Especially those who had to import materials from overseas were hit hardest, Thung added.
“For example, rubber producers winning a purchase order worth VND100 billion (US$5 million) have to pay a value-added tax of 5 percent [equal to VND5 billion]. And the tax will be refunded one year later,” he said.
“However, the producers will have to borrow from bank to pay the tax as they need a huge amount of capitals for the order. With the lending rate if 22 percent per annum, the businesses will have to spend an interest expense of VND1.1 billion annually.”
Analysts said most businesses in productive sectors were very cautious on borrowing from banks to expand businesses, while many property projects were deferred due to credit crunch.
Tran Thanh Tung, director of a private firm in District 5 in Ho Chi Minh City, said small companies like his firm cannot afford the current lending interest rates as their average profit margin amounts to below 10 percent only.
“We will hardly repay the debt, if we borrow from banks. But without loans from lenders, we will have to cope with a shortage of capitals for production. Therefore, we had to come up with a bitter decision – laying off some employees and reducing the operation.”
Local businesses are under heavy pressures from high lending rates, Tran Quoc Manh, vice chairman of HCMC Handicraft and Wood Industry Association, told Dau Tu Tai Chinh Newspaper.
“To survive the hard time, many producers have to halt the production of their traditional products and switch to ones with high return rate,” Manh said.
Duong Quoc Thai, general director of the Saigon Plastic Packaging JSC, said his firm had borrowed from different banks, with different interest rates ranging from 17 percent per annum to 21 percent.
“The profit this month was used for loan repayment and employee salary.
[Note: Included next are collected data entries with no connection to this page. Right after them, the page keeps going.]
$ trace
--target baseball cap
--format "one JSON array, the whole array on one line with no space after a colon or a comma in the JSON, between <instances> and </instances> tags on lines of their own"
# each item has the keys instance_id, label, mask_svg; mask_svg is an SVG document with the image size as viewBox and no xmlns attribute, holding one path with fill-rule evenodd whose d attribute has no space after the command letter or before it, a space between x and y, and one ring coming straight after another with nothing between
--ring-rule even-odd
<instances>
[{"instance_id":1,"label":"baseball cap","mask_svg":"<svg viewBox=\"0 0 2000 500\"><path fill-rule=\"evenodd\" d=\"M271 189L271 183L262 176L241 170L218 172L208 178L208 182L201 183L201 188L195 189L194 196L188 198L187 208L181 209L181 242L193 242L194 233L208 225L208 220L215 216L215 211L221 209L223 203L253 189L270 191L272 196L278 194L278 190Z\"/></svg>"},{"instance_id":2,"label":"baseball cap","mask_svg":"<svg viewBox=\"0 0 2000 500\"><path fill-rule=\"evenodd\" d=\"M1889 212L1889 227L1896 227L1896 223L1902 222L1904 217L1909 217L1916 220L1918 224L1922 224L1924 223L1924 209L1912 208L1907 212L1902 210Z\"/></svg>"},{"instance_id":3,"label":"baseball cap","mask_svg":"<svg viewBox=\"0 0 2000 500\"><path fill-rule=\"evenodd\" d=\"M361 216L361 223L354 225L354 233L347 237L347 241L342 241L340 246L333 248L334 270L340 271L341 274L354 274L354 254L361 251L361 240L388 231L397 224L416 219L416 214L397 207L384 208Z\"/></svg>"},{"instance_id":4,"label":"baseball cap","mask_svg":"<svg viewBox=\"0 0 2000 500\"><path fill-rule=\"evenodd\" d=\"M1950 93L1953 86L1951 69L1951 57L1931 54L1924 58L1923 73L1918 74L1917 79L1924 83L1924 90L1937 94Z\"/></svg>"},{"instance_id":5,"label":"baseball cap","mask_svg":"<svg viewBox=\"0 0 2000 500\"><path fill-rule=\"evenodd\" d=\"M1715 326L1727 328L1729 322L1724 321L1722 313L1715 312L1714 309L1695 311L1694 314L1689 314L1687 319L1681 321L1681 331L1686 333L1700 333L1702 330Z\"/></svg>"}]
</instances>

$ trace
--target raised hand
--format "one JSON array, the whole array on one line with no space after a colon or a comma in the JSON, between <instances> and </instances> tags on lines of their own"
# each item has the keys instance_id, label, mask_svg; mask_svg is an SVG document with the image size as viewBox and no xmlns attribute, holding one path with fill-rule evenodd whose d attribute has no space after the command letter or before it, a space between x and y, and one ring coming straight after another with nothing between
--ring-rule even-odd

Earlier, with the interest rate of 14 percent, local businesses could earn a profit margin of 2-3 percent or even nothing,” Thai said.
“We now have to find a way to improve the output and quantity via upgrading equipments and production techniques.”
Thai also noticed that despite the high lending rates, many businesses still kept their prices unchanged or raised slightly by 5-10 percent in an effort to keep regular customers.
Consumer prices rose 17.51 percent in April from a year earlier, the most in 28 months, stoked by increases in fuel and electricity prices. The country’s central bank devalued its currency by about 7 percent on Feb. 11 as it tried to curb Vietnam’s trade deficit
The government has tightened several rates multiple times since they started tightening monetary policy in mid-February. The government has also vowed to rein in spending to tame the highest inflation among major Asian economies.